Isabel watched his kindnesses to Simon with despair, certain that only his conviction that Simon was beyond help could have pierced his usual self-preoccupation. Perhaps Gretchen had fled, unable to deal with this disaster.

But she, Isabel, was a priest of the Order of Mary Magdalene. She had duties to anyone who stood at the door to eternity, even he who was a nonbeliever.

“Paolo,” she said. “Could I be alone with Simon? If there’s nothing more you can do for him right now?”

“Yes. I’ll wait outside with the girl.”

“Thank you. Anything I should watch for?”

“The medicator will let you know.” He hesitated, then gave the blanket a last pat, and turned away. Jin-Li picked up the portable and followed Adetti out.

Isabel squeezed Simon’s fingers. “Can you hear me, Simon?”

His lips were as white as the pillow, and they barely moved. “Yes.”

“Is there anything you want to say to me? A message for Anna?”

His voice was only a thread, and she bent closer to hear better. She could feel his breath, so fragile, so ephemeral, on her cheek. “Sorry,” he said.

“Shall I say that to her, Simon?”

“Yes-s-s.”

“I will. I’ll tell her.” Isabel ignored the pain in her throat, the incipient ache in her chest. She stroked his nerveless hand, and searched for words. “Simon . . . can I do anything else?”

There was a long pause that made her glance up anxiously at the medicator screen. It was once again monitoring Simon’s heartbeat, his respiration, his temperature. The indicators were low, but they were, for the moment, steady.
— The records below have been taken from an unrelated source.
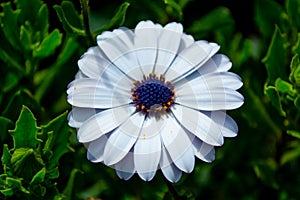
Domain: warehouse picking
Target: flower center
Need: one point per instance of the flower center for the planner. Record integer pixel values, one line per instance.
(153, 93)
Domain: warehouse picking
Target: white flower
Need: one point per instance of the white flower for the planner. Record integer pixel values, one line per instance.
(153, 98)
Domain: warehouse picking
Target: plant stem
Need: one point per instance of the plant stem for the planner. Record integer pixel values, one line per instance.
(86, 23)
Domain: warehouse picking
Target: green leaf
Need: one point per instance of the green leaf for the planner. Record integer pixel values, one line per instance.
(6, 158)
(69, 28)
(5, 124)
(25, 37)
(15, 105)
(57, 142)
(283, 86)
(9, 24)
(294, 133)
(49, 44)
(43, 20)
(296, 47)
(72, 15)
(26, 162)
(24, 134)
(297, 102)
(273, 94)
(276, 58)
(29, 10)
(295, 70)
(117, 20)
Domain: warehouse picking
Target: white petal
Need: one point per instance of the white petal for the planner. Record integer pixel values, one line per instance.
(103, 122)
(190, 59)
(178, 144)
(122, 139)
(93, 94)
(228, 126)
(170, 171)
(168, 44)
(217, 99)
(80, 75)
(146, 156)
(199, 124)
(119, 51)
(78, 115)
(125, 168)
(186, 41)
(96, 149)
(92, 64)
(210, 92)
(204, 151)
(145, 45)
(218, 62)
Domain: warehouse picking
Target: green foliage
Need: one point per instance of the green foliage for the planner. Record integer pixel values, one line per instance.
(31, 166)
(41, 42)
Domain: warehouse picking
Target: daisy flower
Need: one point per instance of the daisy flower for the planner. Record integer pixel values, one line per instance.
(153, 98)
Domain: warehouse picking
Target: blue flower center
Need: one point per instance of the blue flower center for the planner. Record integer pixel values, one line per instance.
(153, 91)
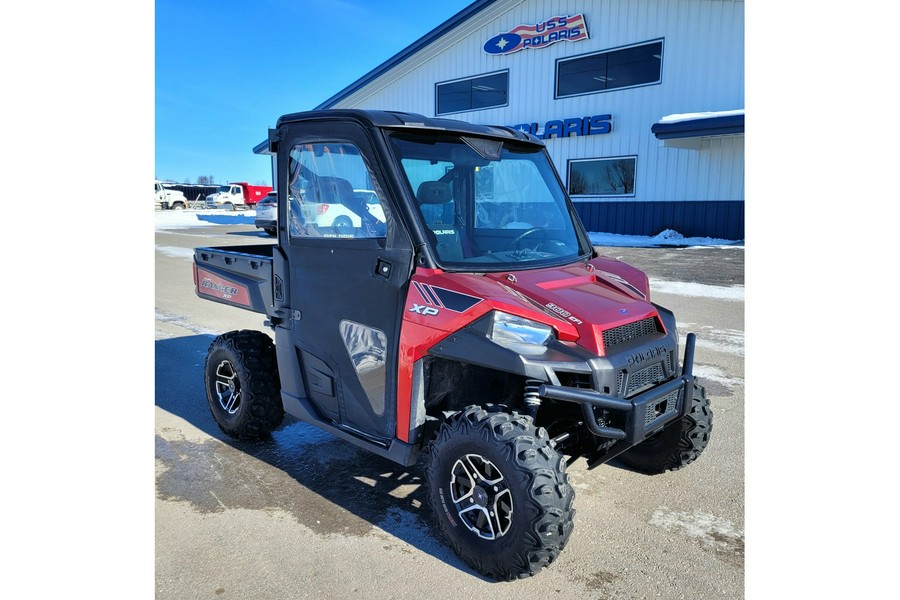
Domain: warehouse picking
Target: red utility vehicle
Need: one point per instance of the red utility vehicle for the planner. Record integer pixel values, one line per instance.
(476, 327)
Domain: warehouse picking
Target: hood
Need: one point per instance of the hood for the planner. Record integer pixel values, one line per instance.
(579, 301)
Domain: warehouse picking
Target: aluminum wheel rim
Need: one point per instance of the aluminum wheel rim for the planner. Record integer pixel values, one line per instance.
(228, 387)
(481, 496)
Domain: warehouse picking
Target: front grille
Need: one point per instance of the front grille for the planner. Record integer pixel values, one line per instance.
(647, 376)
(664, 406)
(631, 331)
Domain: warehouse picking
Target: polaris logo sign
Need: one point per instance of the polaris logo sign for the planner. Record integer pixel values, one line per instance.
(563, 128)
(539, 35)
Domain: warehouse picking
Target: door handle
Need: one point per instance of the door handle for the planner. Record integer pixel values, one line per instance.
(383, 268)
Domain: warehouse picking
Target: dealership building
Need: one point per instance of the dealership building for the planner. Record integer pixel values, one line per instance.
(639, 102)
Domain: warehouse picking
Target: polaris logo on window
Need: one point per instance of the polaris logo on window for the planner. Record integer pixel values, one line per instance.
(539, 35)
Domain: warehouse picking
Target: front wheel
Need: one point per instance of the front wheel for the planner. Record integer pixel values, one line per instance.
(679, 444)
(500, 492)
(242, 386)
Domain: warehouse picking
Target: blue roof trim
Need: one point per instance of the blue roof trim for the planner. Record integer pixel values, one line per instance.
(432, 36)
(710, 126)
(262, 147)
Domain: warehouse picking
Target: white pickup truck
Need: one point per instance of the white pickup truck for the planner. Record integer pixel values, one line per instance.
(165, 198)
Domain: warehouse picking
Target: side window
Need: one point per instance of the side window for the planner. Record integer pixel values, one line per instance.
(331, 193)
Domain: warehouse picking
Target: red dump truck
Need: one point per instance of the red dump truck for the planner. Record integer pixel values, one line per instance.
(237, 194)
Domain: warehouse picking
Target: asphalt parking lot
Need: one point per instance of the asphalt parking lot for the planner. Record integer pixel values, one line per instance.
(305, 515)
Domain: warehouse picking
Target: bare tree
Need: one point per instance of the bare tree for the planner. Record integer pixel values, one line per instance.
(620, 176)
(577, 183)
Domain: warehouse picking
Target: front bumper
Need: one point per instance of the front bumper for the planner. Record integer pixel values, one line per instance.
(643, 414)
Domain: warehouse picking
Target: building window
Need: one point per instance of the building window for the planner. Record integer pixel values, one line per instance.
(602, 176)
(475, 93)
(610, 70)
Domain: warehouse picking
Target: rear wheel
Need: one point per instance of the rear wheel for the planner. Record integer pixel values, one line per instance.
(677, 445)
(500, 492)
(242, 384)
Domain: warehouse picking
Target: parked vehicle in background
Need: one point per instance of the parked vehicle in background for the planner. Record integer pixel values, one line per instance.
(343, 221)
(238, 194)
(166, 198)
(267, 213)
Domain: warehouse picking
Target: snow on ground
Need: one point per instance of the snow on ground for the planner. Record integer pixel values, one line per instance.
(180, 219)
(697, 290)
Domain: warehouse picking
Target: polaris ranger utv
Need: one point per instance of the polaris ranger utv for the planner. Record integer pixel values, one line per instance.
(469, 319)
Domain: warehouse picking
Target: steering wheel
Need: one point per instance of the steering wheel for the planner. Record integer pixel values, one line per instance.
(525, 234)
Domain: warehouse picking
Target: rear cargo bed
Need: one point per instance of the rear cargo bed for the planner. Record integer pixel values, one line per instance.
(235, 275)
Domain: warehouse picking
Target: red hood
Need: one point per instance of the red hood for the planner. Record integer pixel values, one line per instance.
(579, 301)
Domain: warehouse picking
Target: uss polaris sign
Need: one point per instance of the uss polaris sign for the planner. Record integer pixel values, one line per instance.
(539, 35)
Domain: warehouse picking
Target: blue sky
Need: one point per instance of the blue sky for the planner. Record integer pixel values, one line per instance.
(226, 70)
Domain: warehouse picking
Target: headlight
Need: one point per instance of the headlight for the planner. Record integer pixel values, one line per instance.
(520, 335)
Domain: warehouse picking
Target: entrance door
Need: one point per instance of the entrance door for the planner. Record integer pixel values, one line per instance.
(348, 268)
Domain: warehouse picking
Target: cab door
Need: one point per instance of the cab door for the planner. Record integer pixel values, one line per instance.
(348, 265)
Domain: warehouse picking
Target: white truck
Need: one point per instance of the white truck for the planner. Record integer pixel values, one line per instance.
(165, 198)
(237, 194)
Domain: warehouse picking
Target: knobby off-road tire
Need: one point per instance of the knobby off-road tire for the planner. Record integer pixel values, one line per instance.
(678, 444)
(500, 492)
(242, 385)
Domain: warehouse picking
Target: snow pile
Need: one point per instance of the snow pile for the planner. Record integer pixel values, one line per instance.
(183, 219)
(669, 237)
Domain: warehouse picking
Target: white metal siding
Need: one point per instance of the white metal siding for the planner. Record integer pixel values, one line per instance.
(703, 70)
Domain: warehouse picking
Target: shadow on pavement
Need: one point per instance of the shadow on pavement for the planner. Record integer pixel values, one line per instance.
(342, 489)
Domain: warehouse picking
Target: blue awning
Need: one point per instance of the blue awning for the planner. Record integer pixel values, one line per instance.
(704, 124)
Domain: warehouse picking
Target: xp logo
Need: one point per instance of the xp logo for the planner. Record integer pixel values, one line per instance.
(428, 311)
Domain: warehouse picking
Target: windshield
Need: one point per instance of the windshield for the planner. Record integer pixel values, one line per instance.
(489, 205)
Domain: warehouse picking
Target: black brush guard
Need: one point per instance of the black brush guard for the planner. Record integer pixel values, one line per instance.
(644, 414)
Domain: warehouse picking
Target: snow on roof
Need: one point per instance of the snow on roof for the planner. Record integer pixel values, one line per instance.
(679, 118)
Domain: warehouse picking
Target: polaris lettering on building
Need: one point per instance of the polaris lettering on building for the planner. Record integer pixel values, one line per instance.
(594, 125)
(540, 35)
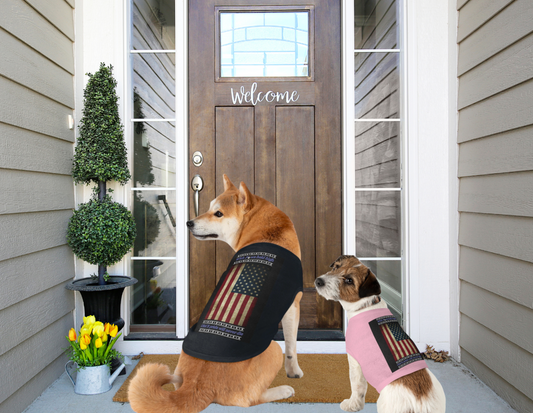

When she looked down again, she saw that Simon’s pale lips were curved slightly at the corners. “What is it?” she murmured.

“Mother Burke . . .” He drew a breath that whistled in his chest. “Know where . . . I’m . . . going?”

“I think I do, my dear friend. I think there’s nothing to fear.”

“Not . . . afraid.”

Isabel put both her hands over his. “No, you wouldn’t be, Simon. You’ve carried out an act of great courage. The antiviral serum will bear your name, I promise you.”

Another curve of the icy lips. “Adetti . . . won’t like.”

“He may surprise us.” She waited, watching his chest. Its rise and fall were almost imperceptible. “Simon,” she said.

“S-still . . . here.”

“I know you don’t pray, Simon . . . but you won’t be disturbed if I do, will you?”

“N-no.” Another slow, shallow breath. “Pray . . . for me . . . Mother Burke.”

Isabel’s eyes burned as she made the sign of the cross with her right hand. As she had done at other times, she pushed her personal feelings to a small part of her mind and soul, to be dealt with later. If it was harder in this instance than it had ever been, it didn’t matter. Her obligation was doubled because Simon was close to her. And because, in this moment, she was all he had.